Frente al diálogo con la patronal y los sindicatos mayoritarios, el Ejecutivo ha aprobado un supuesto "mecanismo de control de márgenes" por parte de la Comisión Nacional de los Mercados y la Competencia (CNMC) que, según FACUA, no tendrá ningún impacto a la baja en los precios porque no se ha fijado ningún tope a esos márgenes. La asociación concluye que la operación de "maquillaje fiscal" solo servirá para que las empresas sigan inflando sus beneficios mientras los consumidores pagan el precio de una guerra en la que el propio Gobierno ha seguido colaborando de manera indirecta y encubierta, además de admitir abiertamente que sigue comerciando con armamento destinado a Israel y permitir el tránsito de armamento para la entidad sionista, hechos que ya empiezan a ser señalados internacionalmente.

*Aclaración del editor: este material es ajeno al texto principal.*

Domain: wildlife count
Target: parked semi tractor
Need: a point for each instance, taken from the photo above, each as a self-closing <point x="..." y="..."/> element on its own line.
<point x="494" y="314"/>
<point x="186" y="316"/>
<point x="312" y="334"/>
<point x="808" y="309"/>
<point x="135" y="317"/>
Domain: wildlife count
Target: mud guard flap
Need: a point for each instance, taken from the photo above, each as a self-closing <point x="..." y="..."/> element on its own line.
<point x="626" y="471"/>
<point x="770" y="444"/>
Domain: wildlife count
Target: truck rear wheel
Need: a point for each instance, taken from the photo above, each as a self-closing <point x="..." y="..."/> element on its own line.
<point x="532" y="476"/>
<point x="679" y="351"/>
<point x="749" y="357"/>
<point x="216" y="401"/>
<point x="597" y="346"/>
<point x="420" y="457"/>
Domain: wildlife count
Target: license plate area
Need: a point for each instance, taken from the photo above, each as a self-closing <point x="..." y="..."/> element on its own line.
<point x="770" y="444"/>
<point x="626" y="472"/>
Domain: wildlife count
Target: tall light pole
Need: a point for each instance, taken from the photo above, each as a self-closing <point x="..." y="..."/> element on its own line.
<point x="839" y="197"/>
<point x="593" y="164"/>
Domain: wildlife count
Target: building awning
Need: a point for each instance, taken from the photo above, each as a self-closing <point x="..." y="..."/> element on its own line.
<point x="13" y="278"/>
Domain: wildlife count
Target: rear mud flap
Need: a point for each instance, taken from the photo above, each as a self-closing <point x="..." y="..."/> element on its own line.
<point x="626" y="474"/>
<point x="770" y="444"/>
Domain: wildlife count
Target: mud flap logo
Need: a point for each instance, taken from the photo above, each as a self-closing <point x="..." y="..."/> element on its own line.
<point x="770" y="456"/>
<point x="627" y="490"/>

El resultado de la rebaja fiscal, una vez más, es que el dinero público teóricamente destinado "aliviar el bolsillo de las familias" acaba engrosando las cuentas de resultados de las grandes compañías energéticas, que aprovechan cualquier crisis para aumentar su rentabilidad sin que las administraciones pongan coto a sus abusos.